To z resztą nic nowego. Sam Bitcoin powstał właśnie z myślą o stworzeniu alternatywnego świata finansów, do którego, w miarę adopcji tej kryptowaluty, miało migrować coraz więcej osób. Z czasem, pomysł zaczął żyć własnym życiem i w środowisku fanów cyfrowych aktywów dość często mogliśmy usłyszeć o BTC jako o “przyszłym pogromcy dolara”, który będzie częścią systemu zdecydowanie bezpieczniejszego.
Jednak u podstaw gospodarki leży wiara, a rzeczywistość pokazuje, że więksi gracze wciąż traktują kryptowaluty jako mało stabilne instrumenty spekulacyjne. Coś, co przy dobrych warunkach ekonomicznych, na koniec roku dołoży im do portfela kilka-kilkanaście procent zysku. Przeciętny zjadacz chleba traktuje je z kolei jak kupony na loterię i póki co niewiele wskazuje na to, by zaczęły one budzić zaufanie większości jako środki płatnicze, lub tym bardziej - instrumenty przechowujące wartość.
A co ze stablecoinami?. Najważniejsze z nich - USDT i USDC, nawet, gdyby cieszyły się zaufaniem rynku jako aktywa bezpieczne, wciąż są zabezpieczone dolarem i najprawdopodobniej tak samo będzie w przypadku kolejnych ważnych instrumentów z tej klasy, co tylko umocni pozycję USD na świecie.
Czymś, co przynajmniej teoretycznie ma większy potencjał do zmniejszenia zależności niektórych państw od dolara, są waluty cyfrowe banków centralnych.
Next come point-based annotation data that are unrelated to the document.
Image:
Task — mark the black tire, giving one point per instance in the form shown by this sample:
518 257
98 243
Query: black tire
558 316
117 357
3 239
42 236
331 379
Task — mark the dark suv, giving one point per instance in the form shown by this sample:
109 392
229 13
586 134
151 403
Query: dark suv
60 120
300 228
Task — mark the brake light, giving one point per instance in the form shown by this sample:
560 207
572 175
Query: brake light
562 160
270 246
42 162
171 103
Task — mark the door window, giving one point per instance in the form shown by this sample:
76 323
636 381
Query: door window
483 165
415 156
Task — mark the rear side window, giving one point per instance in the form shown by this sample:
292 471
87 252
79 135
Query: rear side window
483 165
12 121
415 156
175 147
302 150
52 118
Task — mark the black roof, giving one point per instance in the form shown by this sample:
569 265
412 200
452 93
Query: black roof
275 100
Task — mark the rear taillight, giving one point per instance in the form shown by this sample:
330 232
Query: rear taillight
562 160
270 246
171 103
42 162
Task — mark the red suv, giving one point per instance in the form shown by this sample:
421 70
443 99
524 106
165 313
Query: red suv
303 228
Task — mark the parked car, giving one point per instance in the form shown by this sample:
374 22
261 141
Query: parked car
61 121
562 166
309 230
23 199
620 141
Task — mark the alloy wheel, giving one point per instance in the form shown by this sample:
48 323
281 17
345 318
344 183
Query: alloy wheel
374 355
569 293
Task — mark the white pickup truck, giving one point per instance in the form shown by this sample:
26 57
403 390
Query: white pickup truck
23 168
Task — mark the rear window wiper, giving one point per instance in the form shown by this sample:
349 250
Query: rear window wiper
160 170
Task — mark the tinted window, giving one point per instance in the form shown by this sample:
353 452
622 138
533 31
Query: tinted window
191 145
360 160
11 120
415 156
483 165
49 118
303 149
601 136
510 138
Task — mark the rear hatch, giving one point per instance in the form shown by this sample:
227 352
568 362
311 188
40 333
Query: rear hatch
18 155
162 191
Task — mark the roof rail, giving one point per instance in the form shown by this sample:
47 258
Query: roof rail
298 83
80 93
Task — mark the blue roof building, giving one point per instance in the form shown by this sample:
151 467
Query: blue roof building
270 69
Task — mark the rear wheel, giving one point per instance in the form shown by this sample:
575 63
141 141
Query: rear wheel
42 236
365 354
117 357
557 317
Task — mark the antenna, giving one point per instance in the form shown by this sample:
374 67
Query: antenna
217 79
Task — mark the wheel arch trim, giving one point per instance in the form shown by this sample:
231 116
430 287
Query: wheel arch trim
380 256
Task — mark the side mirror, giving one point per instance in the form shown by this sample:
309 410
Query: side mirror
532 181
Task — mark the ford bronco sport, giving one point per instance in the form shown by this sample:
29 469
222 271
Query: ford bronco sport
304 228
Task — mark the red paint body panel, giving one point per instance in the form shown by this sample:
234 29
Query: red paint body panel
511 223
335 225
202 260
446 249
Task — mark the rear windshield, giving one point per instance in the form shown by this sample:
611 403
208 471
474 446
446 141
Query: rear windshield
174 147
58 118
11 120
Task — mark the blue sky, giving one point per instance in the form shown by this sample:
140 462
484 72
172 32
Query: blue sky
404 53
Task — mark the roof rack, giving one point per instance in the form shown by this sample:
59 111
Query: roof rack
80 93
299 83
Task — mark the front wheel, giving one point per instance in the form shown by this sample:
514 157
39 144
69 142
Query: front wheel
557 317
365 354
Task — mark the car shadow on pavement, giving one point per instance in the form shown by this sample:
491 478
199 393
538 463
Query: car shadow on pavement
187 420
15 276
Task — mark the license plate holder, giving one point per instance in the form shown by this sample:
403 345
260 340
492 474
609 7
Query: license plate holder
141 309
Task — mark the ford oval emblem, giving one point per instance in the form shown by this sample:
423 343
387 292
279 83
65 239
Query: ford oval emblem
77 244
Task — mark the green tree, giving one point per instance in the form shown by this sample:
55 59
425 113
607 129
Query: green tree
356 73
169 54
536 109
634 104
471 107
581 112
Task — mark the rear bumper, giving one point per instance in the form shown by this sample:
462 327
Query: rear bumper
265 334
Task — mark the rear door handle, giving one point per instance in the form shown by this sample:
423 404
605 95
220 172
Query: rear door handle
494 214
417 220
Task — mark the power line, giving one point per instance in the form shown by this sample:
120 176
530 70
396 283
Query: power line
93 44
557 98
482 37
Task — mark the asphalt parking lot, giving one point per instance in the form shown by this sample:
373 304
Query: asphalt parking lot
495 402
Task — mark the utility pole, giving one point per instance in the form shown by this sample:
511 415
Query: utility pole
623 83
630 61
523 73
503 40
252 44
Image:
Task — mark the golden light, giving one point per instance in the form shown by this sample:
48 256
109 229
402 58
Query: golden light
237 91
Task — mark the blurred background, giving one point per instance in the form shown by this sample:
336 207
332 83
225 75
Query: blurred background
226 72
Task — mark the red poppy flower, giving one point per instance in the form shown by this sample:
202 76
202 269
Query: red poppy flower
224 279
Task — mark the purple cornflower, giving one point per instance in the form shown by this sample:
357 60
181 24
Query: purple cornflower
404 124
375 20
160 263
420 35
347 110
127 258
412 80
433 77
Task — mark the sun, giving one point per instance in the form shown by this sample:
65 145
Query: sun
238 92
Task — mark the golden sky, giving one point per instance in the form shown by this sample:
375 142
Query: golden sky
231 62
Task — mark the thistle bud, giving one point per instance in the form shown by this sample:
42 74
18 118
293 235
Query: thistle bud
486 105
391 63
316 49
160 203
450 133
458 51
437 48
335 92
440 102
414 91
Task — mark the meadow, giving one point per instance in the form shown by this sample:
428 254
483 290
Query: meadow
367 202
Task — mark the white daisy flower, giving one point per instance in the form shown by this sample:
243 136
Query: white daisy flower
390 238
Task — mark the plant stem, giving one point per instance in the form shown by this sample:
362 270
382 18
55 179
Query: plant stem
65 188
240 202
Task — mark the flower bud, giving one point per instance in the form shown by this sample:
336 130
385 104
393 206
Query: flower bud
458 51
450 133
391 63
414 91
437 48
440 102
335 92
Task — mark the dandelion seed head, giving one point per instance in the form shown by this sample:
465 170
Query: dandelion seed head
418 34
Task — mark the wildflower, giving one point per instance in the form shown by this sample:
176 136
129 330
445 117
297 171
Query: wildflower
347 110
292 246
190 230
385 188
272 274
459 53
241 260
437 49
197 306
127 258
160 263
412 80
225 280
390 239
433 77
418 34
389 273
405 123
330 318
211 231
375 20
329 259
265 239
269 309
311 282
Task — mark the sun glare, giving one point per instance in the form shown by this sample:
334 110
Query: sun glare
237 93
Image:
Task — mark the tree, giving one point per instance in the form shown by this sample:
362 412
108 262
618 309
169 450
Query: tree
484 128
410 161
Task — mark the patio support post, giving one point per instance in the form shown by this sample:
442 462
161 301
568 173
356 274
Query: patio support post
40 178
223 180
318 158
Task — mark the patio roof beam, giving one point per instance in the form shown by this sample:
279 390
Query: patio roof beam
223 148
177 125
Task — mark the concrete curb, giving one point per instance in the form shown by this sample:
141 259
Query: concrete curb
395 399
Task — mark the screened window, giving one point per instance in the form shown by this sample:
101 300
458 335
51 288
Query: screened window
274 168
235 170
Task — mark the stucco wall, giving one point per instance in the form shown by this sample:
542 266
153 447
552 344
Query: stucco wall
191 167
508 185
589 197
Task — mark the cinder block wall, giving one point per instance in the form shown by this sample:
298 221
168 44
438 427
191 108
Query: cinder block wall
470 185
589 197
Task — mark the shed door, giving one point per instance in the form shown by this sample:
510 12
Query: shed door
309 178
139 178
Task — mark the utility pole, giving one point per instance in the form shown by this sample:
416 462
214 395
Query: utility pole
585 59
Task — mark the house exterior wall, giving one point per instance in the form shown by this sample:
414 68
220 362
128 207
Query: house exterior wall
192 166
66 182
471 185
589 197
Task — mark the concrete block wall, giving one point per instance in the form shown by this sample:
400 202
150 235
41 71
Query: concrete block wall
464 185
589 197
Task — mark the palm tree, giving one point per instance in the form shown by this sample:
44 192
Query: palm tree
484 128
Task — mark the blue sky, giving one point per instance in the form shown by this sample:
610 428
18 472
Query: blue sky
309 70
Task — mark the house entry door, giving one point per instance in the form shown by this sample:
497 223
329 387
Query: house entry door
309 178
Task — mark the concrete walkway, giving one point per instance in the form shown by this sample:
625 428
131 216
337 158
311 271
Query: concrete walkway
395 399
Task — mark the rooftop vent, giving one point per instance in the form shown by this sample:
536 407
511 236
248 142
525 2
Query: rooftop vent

Według danych IMF z 2022 roku, na świecie rozwijano niemal 100 różnych CBDC. Swoje waluty cyfrowe rozwijają Chiny, jak i Rosja, której wprowadzenie cyfrowego rubla miało pomóc w omijaniu sankcji.
Dedolaryzacja to fikcja?
Konkluzja “Dollar Dominance Is Here to Stay…” jest bardzo prosta - realna alternatywa dla dolara amerykańskiego nie istnieje i jest mało prawdopodobne, by miała pojawić się w najbliższej przyszłości. Zdaniem autorów pytanie o to, czy dolar pozostanie najważniejszą walutą świata, jest także nietrafione.
Należy raczej zastanowić się nad tym, czy wspierające dominację dolara warunki, które były korzystne tak dla USA, jak i reszty świata, zdołają utrzymać się w przyszłości.
W ten sposób, zagrożeń dla pozycji USD należy
szukać nie w inicjatywach państw BRICS czy kryptowalutach, a w samych Stanach Zjednoczonych.
Do tych zagrożeń mają należeć problem z rosnącym deficytem budżetowym, kłopoty z utrzymaniem odpowiedniego poziomu inflacji przez bank centralny czy spowolnienie rozwoju gospodarczego i wzrost zmienności na rynkach. Jednak, jeśli te ryzyka zmaterializują się w przyszłości, koniec dominacji dolara ma być najmniejszym z problemów świata finansów:
W takim przypadku, globalny handel, produktywność i wzrost gospodarczy znalazłyby się w depresji, a konsekwencje dla międzynarodowej stabilności politycznej i militarnej również byłyby niekorzystne.